Poverty is one of the most dehumanising aspects of human life.
And is the degrading kind of poverty that has been President Khama’s target.
By its nature, poverty eats at people’s esteem and dignity and takes away their ability to even fend for themselves.
In short poverty makes people vulnerable and renders them prey to all sorts of influences.
Poverty and its effects on people become most endemic when compounded by inequality and income disparities.
And as evidence shows, Botswana is among the most imbalanced countries in the world, where a tiny fraction of the population continues to control disproportionately high amounts of the country’s wealth and resources.
A glance at many of the countries today plagued by terrorism reveals that they have one thing in common; at a political level they have weak to non-existent structures while at an economic level they are failed states.
It is thus not a coincidence that people who are well off often have no inclination to engage in such things like terrorism or civil wars.
Their pre-occupation is to continue improving their economic lot.
People who are poor on the other hand often give in to despondency and hopelessness, thus rendering themselves easy prey for perverted idealism and ideologies like terrorism.
Additionally, poor people are often unable to take advantage of the programmes created by government to help people in their similar situations.
This on its own further exacerbates their plight.
Credit must be given to President Khama for increasing social spending aimed at helping the poor.
But in as far as such spending does not in the larger scheme of thing benefit the intended recipients, then the whole exercise is as wrong as it is irresponsible.
Social spending must be geared at improving and enhancing equality.
There must be created a feeling among all citizens that they are sharing the cake.
The feeling of sharing becomes greater if the middle class is itself the biggest beneficiary.
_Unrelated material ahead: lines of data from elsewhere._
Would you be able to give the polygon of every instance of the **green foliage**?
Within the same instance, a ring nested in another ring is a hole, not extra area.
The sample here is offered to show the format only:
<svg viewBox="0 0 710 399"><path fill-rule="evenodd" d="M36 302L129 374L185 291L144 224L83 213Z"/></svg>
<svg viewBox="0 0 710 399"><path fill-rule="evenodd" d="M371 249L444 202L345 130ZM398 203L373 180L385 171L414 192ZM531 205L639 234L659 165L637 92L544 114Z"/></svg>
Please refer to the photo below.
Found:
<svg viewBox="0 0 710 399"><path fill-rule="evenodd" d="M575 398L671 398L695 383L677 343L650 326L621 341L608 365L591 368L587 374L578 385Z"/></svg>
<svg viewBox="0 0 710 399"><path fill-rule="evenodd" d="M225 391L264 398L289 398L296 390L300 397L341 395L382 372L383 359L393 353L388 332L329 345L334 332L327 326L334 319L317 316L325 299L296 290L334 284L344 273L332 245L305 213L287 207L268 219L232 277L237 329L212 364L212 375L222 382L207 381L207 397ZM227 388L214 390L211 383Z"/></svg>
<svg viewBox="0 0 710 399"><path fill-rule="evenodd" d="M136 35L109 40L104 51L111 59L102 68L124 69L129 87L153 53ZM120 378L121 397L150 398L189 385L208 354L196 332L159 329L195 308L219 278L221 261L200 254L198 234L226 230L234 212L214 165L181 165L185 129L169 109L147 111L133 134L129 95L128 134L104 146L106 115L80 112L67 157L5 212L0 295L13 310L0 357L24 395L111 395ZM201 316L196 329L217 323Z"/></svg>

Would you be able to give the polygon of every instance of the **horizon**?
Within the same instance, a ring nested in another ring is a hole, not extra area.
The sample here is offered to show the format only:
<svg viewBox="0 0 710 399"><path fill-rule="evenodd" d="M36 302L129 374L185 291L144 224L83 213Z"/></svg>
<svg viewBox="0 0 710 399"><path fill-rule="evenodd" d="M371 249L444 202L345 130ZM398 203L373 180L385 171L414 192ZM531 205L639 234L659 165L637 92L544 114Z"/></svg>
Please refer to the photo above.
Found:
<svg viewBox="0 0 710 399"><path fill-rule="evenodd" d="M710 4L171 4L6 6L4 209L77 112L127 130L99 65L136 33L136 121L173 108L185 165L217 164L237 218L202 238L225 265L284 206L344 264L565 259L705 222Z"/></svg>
Unfortunately under Khama it appears like there is a deliberate, in fact systematic drive to isolate and even humiliate the middle class.
Social spending should be targeted if it is to have lasting results.
More so at a time when the national treasury is undergoing some of the biggest strains ever experienced since independence.
Not for the first time we call on President Khama to look at what it is that his government can do to bolster the middle class in this country.